Sapkınlığın normalleştirilmesi

7 Ekim sonrasında İsrail eliyle ortaya koyulan soykırımın sadece askeri düzlemle sınırlı kalıp kalmadığı hep bir tartışma konusu oldu. İsrail, soykırımı sadece Gazze'de sergilediği bombardıman üzerinden mi yapıyordu yoksa daha sofistike yöntemlerle bu soykırımı tahkim edecek bir tavır mı sergiliyordu Hiç kuşkusuz, bir terör devleti pratiği gösteren İsrail, sadece 7 Ekim sonrasında değil Nekbe'den bu yana Gazze ile sınırlı kalmayacak ve elindeki kapasiteyi Filistin'in bütününe teşmil edecek bir soykırım ve baskı politikası icra ediyordu. Bunun en açık kanıtı, Gazze'de açlık ve kıtlığa maruz bırakılan kitleler ölümle yüz yüze gelirken Filistin'in diğer yerlerinde de sistematik bir işkencenin sürmesiydi.

Son yıllarda insan hakları izleme örgütleri eliyle yürütülen çalışmalarda ortaya çıkan tabloya bakıldığında, İsrail'in bir insanlık suçu işlediğine dair bolca kanıt var. Hatta 2024 itibarıyla İsrail, Filistinlilerin tutulduğu hapishanelerde insanlık dışı eylemlere imza attığı gerekçesiyle uluslararası basında gündem oldu. Daha önceleri insan hakları örgütleri ile gündeme gelen bu tartışmaların somut bir belge ile kanıtlanması ise geçtiğimiz günlerdeki bir paylaşım ile söz konusu oldu.

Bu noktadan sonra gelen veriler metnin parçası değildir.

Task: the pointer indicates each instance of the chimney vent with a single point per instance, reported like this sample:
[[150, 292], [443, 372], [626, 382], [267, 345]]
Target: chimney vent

İsrail'deki Sde Teiman askeri hapishanesinde Filistinli esire tecavüz edildiği görüntüleri medyaya yansıdı. Eski Askeri Başsavcı Yifat Tomer-Yerushalmi'nin basına sızdırdığı bu belgeler sonrasında, tecavüzcü askerlerle ilgili bir süreç işletildi. Fakat ilginç olan bu görüntüler nedeniyle askeri başsavcıya baskı yapılması ve hemen ardından kadın başsavcının istifa etmesiydi. İstifa sonrasında gözaltına alınan ve tutuklanan başsavcının bir insanlık suçunu kamuoyunun gündemine getirmesi sonrasında ise kamuoyunu ikiye bölen yeni tartışmalar başladı.


İMAJI YÖNETME KAYGISI

Bir yandan uluslararası sistemden tedrici biçimde izole edilen bir yandan da toplumsal algı araştırmalarında negatif bir seyre sahip olan İsrail açısından imajı yönetmek büyük bir sorun. Netanyahu'nun yakın bir tarihli itirafında da görüldüğü üzere İsrail, milyarlarca dolarlık medya ve kamu diplomasisi çalışmasına rağmen bir soykırım devleti olarak tanımlanıyor artık. Batı'da yapılan kamuoyu araştırmalarında İsrail ve Netanyahu'ya yönelik olumsuz görüşlerin artması, Batılı hükümetlerin de İsrail ile ilişkilerinde yeni tavırlar almasını beraberinde getirmişti.

Son olarak basına sızdırılan bu görüntülerin İsrail içerisinde tartışılmasında dikkat çeken bir husus konunun insanlık suçu bağlamının yanı sıra İsrail'in imajı üzerinden ele alınmasıydı. Bir tür kol kırılır yen içinde kalır anlayışıyla hareket etmeye çalışan Netanyahu hükümetinin bu konuda ciddi bir medya ve kamu desteği de var. İsrail'in soykırım pratiklerini önemli ölçüde içselleştiren bu kamusal bilinç hapishaneden sızdırılan görüntüleri de bir imaj kaybı olarak yorumluyor. IDF askerlerinin çok zorlu bir süreçten geçtikleri ve dolayısıyla onları kötü gösteren bir videonun asla yayınlanmaması gerektiğini düşünüyorlar.

Bazı basın mensuplarının açıkça yazdıkları ve ekranlarda dillendirdikleri bu husus, İsrail medyasını da derinden yaran bir ikilik ortaya çıkarttı. Bir yanda Channel 12'nin, görüntüleri kamuoyuyla paylaşması diğer yanda da olayda dahli olan İsrailli asker ve gardiyanlarla kamu kanalı olan Channel 11'de onları aklamaya yönelik röportaj yapılması. Bir yanda İsrailli askerlerin her şeyi yapabileceklerine dair mutlak inanç ve kabul diğer yanda ise bunun bir insanlık suçu olduğuna dair itirazda bulunan sınırlı bir medya ve kitle.